The dispute began with an automobile accident on January 31, 2023. The claimant sought statutory accident benefits under Ontario's Statutory Accident Benefits Schedule, and Security National Insurance Company denied them. He applied to the Licence Appeal Tribunal, putting several benefits in play: an income replacement benefit of $400.00 per week from February 7, 2023, attendant care benefits of $2,344.86 per month from April 26, 2024, $338.50 to replace eyeglasses, a special award under section 10 of Regulation 664, and interest.
The preliminary issue set for the written hearing was whether the claimant was barred from pursuing attendant care benefits after failing to attend an insurer's examination more than once under section 44 of the Schedule. That question was never reached.
After a case conference, the Tribunal ordered the matter to a written hearing in a report released July 28, 2025, and scheduled the hearing for January 30, 2026. Notice went to the parties by email, including the claimant's personal address, on August 27, 2025. On October 27, 2025, the claimant's representative filed a form removing himself from the file.
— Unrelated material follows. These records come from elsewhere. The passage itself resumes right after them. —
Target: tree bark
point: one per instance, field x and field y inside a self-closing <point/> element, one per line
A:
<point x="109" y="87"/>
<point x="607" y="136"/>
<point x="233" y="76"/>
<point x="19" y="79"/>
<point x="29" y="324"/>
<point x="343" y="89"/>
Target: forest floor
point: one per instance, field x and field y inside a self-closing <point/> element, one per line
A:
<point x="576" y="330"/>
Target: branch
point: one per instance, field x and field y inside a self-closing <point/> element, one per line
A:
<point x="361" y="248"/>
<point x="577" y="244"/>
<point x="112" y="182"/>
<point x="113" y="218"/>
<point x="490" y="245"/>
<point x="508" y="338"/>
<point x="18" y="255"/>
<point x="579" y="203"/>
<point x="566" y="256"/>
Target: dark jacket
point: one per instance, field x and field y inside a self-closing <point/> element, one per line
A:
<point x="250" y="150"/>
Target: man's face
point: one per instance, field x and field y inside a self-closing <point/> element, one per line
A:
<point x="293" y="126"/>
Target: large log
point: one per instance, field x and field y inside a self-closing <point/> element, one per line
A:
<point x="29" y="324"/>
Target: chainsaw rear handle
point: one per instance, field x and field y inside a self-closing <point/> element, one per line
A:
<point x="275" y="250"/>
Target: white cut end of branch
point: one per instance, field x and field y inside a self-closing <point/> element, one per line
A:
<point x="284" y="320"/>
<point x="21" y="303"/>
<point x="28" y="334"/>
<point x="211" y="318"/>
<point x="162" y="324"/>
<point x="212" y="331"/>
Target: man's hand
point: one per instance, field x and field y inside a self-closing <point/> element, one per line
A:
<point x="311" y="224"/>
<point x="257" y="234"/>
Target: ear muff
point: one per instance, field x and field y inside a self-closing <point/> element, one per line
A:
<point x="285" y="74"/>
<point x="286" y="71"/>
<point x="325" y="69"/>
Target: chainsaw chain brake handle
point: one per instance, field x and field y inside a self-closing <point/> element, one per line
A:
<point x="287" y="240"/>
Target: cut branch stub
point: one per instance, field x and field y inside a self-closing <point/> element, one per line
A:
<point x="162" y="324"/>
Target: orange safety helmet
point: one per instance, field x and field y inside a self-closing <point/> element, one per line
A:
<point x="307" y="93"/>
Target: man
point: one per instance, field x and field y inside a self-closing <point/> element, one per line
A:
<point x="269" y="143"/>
The Tribunal followed up two days later, asking for updated contact details and re-attaching the hearing notice. The claimant replied on October 30, 2025 with a new phone number - and then went silent.
His written submissions were due December 31, 2025. None arrived. The insurer filed its submissions on January 16, 2026. The Tribunal heard nothing further from the claimant.
Because the claimant had never filed a notice of withdrawal, Vice-Chair Tyler Moore kept the file open and proceeded under section 7(2) of the Statutory Powers Procedure Act. He found the claimant had received notice of the written hearing, and that the onus of proving entitlement to every benefit in dispute rested with the claimant. With no submissions and no evidence on the record, that burden went unmet. As the vice-chair put it, "the applicant has not met his evidentiary burden."
No motion had been filed to extend the submission deadline. The application was dismissed in full - benefits, award and interest alike. The decision was released July 3, 2026.
For insurers and claims professionals, the decision is a clean illustration of where the burden sits. Even sizeable, open-ended claims - income replacement and attendant care running for years - collapse when a claimant puts nothing before the Tribunal. The removal of a representative did not pause the timelines, and the matter proceeded to a decision on the record that existed.